Beyond Detection: A Comprehensive Benchmark and Study on Representation Learning for Fine-Grained Webshell Family Classification

TL;DR

This work addresses the need for fine-grained WebShell family classification by introducing the first large-scale benchmark that links raw dynamic function call traces to diverse representations. It decouples representation learning from classification and evaluates sequences, graphs, and trees, augmented with LLM-generated traces across four real-world datasets. The study finds that structural representations, especially tree-based pathways learned via GNNs (notably GAT), consistently outperform sequential approaches and are more robust to obfuscation, offering practical guidance for threat intelligence and rapid incident response. Overall, the paper provides a robust baseline, actionable implementation strategies, and a shift toward proactive defense beyond simple detection in critical infrastructure security.

Abstract

Malicious WebShells pose a significant and evolving threat by compromising critical digital infrastructures and endangering public services in sectors such as healthcare and finance. While the research community has made significant progress in WebShell detection (i.e., distinguishing malicious samples from benign ones), we argue that it is time to transition from passive detection to in-depth analysis and proactive defense. One promising direction is the automation of WebShell family classification, which involves identifying the specific malware lineage in order to understand an adversary's tactics and enable a precise, rapid response. This crucial task, however, remains a largely unexplored area that currently relies on slow, manual expert analysis. To address this gap, we present the first systematic study to automate WebShell family classification. Our method begins with extracting dynamic function call traces to capture inherent behaviors that are resistant to common encryption and obfuscation.

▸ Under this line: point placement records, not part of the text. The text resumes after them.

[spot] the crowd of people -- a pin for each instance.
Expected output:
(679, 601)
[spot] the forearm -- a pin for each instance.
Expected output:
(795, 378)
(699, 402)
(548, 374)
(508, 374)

To enhance the scale and diversity of our dataset for a more stable evaluation, we augment these real-world traces with new variants synthesized by Large Language Models. These augmented traces are then abstracted into sequences, graphs, and trees, providing a foundation to benchmark a comprehensive suite of representation methods. Our evaluation spans classic sequence-based embeddings (CBOW, GloVe), transformers (BERT, SimCSE), and a range of structure-aware algorithms, including Graph Kernels, Graph Edit Distance, Graph2Vec, and various Graph Neural Networks. Through extensive experiments on four real-world, family-annotated datasets under both supervised and unsupervised settings, we establish a robust baseline and provide practical insights into the most effective combinations of data abstractions, representation models, and learning paradigms for this challenge.

Paper Structure

This paper contains 51 sections, 1 equation, 5 figures, 7 tables.

Figures (5)

  • Figure 1: The visualization of three data abstractions. (a) The Sequence Model visualizes the chronological execution flow. (b) The Graph Model provides a static, aggregate view of all calling relationships. (c) The Tree Model preserves the hierarchical call structure and execution context.
  • Figure 2: Performance comparison of representation methods on the DS4 dataset. Columns denote classifiers (KM: K-Means; MS: Mean-Shift; RF: Random Forest; SVM) and metrics.
  • Figure C.1: Performance comparison of all representation methods on the DS1 dataset.
  • Figure C.2: Performance comparison of all representation methods on the DS2 dataset.
  • Figure C.3: Performance comparison of representation methods on the DS3 dataset.